I have spent a lot of time observing Koda and Summer. Brother and sister. At first glance it is hard to tell them apart. Look closer and you will see how broad and round Koda is, and the petite face and long legs of Summer. They each have distinct personalities. Summer is the leader, she will be the first to check out something or someone new, then when she gives the all clear, Koda joins her. He is shy at first, then relaxes and loses inhibition. The interaction between the two of these litter mates captures my attention. I sit and watch them play, snuggle, speak, share toys, steal toys, wrestle, and follow one another.
While I know of the importance of their individual development and the need to separate them at times, I also see how much they mean to one another. I can’t help but reflect on my own siblings. Specifically my little sister. My nickname for her was “Pal.” We even sang, “We are pals, pals are we.” We are four years apart. In a family of four daughters, no boys, we are the younger two sisters.
Pal and I played like these puppies. We got physical, sliding down the stairs on my gymnastic mat, running down the main hallway of our house to hurdle over the other, sitting on each other in giggles (nicknaming my pot belly the laughing bubble). We rough-housed until we tired out or someone got hurt. My mom would call out from the sewing room, “settle down girls!”

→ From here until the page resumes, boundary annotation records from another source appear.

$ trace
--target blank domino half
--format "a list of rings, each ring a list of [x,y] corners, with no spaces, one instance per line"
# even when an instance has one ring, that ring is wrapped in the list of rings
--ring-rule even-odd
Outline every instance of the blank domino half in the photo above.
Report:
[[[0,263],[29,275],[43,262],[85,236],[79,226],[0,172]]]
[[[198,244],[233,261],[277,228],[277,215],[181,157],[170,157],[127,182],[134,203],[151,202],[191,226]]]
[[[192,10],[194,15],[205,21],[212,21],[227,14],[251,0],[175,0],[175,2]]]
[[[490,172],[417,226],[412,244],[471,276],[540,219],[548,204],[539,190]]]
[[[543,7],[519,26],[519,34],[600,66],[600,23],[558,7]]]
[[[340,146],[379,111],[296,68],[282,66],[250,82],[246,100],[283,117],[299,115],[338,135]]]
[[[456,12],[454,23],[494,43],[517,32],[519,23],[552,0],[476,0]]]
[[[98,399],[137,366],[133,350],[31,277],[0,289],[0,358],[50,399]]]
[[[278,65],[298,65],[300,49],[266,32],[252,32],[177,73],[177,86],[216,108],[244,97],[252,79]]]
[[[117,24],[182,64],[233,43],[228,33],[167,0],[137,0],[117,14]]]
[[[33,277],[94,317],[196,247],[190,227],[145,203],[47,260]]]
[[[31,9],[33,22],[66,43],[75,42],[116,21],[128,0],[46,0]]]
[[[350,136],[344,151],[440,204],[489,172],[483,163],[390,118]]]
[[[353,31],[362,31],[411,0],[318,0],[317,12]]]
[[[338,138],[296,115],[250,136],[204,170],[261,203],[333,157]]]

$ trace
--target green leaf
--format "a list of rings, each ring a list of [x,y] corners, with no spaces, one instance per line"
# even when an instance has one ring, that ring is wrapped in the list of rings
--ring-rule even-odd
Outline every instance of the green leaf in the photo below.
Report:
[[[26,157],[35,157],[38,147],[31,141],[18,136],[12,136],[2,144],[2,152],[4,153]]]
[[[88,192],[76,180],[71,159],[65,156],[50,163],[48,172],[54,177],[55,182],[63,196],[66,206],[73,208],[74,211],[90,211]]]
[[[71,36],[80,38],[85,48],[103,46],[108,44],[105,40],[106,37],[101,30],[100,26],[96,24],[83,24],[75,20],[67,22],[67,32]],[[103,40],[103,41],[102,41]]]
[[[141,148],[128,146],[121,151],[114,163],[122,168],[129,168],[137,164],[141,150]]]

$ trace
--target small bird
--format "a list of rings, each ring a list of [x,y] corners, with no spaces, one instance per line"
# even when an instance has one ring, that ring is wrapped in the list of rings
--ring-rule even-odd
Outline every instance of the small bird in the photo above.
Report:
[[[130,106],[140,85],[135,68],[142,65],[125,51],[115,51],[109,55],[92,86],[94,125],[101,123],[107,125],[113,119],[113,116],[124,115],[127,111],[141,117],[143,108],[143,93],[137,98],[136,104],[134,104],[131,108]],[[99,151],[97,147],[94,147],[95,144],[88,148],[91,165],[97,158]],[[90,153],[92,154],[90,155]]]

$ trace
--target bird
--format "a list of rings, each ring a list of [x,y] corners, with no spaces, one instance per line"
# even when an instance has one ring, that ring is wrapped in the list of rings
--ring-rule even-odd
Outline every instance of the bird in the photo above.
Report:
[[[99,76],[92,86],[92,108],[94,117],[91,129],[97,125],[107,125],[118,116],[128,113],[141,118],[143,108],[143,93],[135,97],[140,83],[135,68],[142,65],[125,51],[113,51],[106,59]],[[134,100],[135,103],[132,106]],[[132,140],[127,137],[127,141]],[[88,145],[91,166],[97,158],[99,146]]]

Our quiet times were when we went to sleep. Sharing a room our whole childhood wasn’t bad. My favorite part was having her in the room to help me fall asleep. I would say,”Scratch my back for the count of 100 and then we will switch.” Somehow I always fell asleep or faked it when it was her turn. The other game was to ask her to name every person in her class. By the time she listed all the students in her class I was fast asleep.
My memories of our days as young sibling pups were always full of giggling, and rolling all over the floor. My own children did the same when they were young. I even referred to the two younger boys as puppies. After a bit of rough play they would be piled onto the sofa zonked out, red-faced and sweaty, watching cartoons. Not sitting up, but in a heap, one head resting on the other’s back. Just like Koda and Summer. Resting until the next surge of rambunctious activity.
Two Aussiedoodle puppies are twice the work, twice the time and patience, twice the cost, but definitely twice the love! I cannot imagine Koda without Summer or Summer without Koda anymore than my childhood without my Pal.